Desde el inicio de los tiempos, la violencia acompaña las acciones de la humanidad. Ha sido instrumento de cambio, sometimiento, puja de poderes, y destrucción.
Esa puja por la violencia ha sido el método de los poderosos para crear reinos, imperios y moldear la cultura de los pueblos. Con los siglos, la violencia entre facciones, entre grupos étnicos, se dio hacia dentro de las propias sociedades por motivos religiosos, de disputa económica entre facciones, o como reclamo de cambios sociales y políticos.
La caída del muro de Berlín que sepultó el imperio soviético, heredero del imperio de los zares, precipitó un nuevo orden mundial que pareció, por un breve instante, consolidar el poder de Estados Unidos como única potencia y modelo a seguir. A una velocidad inusitada, los cambios de paradigma se dan, no ya entre naciones o grupos de poder, sino trasversalmente en sociedades que reclaman otro orden en el reparto de la riqueza.
Los sucesos de Chile, Bolivia, Cataluña, Francia, Hong Kong y Líbano así lo revelan. No es la debilidad institucional de las naciones de Sudamérica en particular, como podría creerse a través del análisis de los expresado en los medios locales por los analistas. Las creaciones tecnológicas que aparecieron desde la década del 1990 hacen al mundo mucho más horizontal que lo que nunca fue en el pasado.
Hay un hilo conductor en todos estos hechos. Inició con la fallida primavera árabe, un movimiento que se conectó por medio de las redes sociales luego de que un modesto vendedor de frutas y verduras, Mohamed Bouazizi, se inmolara en protesta a la presión de la policía que lo expoliaba indebidamente para poder trabajar. El hilo conductor es la red de redes y las aplicaciones que surgieron en el Silicon Valley: Messenger, Twitter, Facebook, Whatsapp, son instrumentos de armado de acciones públicas que inician con pequeños reclamos y que confluyen en movimientos impactantes en la vida de las sociedades.

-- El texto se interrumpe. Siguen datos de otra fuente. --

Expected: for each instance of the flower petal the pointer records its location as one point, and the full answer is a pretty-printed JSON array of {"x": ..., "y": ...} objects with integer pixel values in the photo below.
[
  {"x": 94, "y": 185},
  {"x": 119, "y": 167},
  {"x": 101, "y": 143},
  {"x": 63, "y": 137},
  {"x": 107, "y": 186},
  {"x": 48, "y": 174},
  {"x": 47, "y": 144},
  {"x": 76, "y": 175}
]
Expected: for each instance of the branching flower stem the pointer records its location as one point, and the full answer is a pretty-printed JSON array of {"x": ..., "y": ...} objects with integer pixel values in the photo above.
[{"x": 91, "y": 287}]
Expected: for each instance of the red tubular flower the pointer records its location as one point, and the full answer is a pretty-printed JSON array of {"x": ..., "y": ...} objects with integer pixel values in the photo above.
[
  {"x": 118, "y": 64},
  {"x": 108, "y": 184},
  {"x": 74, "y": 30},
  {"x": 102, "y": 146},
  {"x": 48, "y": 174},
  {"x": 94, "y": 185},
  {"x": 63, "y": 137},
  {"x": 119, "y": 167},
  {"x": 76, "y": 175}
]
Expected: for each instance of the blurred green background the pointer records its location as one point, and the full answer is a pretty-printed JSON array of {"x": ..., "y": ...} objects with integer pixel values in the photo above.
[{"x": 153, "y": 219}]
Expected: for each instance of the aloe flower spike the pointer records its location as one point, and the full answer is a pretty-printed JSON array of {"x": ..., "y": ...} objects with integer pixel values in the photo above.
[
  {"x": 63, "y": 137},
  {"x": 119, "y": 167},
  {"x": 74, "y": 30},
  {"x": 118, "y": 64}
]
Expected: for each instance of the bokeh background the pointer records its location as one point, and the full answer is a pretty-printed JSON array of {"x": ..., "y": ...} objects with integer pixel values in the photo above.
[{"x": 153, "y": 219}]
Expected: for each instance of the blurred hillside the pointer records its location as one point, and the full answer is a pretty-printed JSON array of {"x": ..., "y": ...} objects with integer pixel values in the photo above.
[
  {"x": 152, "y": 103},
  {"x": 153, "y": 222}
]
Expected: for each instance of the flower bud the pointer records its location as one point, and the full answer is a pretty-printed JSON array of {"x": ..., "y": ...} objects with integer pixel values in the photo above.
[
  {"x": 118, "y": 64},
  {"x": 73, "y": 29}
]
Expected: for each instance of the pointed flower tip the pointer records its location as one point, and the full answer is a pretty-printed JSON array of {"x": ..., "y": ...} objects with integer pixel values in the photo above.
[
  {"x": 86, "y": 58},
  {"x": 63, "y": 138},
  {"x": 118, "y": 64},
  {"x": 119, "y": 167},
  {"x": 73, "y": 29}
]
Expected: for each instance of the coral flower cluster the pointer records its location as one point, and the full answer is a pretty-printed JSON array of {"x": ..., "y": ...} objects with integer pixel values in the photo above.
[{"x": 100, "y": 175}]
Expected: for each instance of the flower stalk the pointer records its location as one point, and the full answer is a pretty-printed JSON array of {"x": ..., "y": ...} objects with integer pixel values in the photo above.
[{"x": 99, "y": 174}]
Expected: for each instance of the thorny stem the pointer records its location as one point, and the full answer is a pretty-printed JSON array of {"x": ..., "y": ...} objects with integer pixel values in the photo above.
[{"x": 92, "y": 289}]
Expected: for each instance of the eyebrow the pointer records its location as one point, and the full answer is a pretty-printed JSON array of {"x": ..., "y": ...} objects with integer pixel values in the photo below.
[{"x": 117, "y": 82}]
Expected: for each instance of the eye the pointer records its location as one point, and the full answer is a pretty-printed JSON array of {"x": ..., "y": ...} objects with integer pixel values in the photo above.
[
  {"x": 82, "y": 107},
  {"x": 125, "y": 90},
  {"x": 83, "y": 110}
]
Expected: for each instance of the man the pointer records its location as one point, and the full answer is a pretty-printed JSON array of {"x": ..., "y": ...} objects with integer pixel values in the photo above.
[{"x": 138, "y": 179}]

Es obvio que, en cada caso, la presión social está acompañada del riesgo de los anti sistema, como es el caso de los black block, que desarrollan métodos de acción violenta, habituales en Europa pero, como queda expuesto tras los sucesos en Chile, presentes globalmente.
Bolivia tiene características propias: su violencia es ancestral y ha acompañado la vida política del país desde siempre. Doce presidentes han sido asesinados en el país desde su nacimiento como nación. El uso de la violencia no ha sido, en líneas generales, sólo una prerrogativa del estado. Hoy, la partida de Evo Morales deja expuesta una vez más esa violencia intrínseca de una cultura que valora las armas como instrumento de la política.
No hay algo nuevo en materia de rebeliones populares: lo nuevo son los instrumentos digitales que hacen horizontal el esquema de reclamo y provocan desafíos que los gobiernos no hallan cómo enfrentar adecuadamente. No hay nada nuevo, salvo la tecnología. Los parámetros de las acciones y reacciones son parte de los rituales de disputa del poder desde que la humanidad se reconoce a sí misma como tal.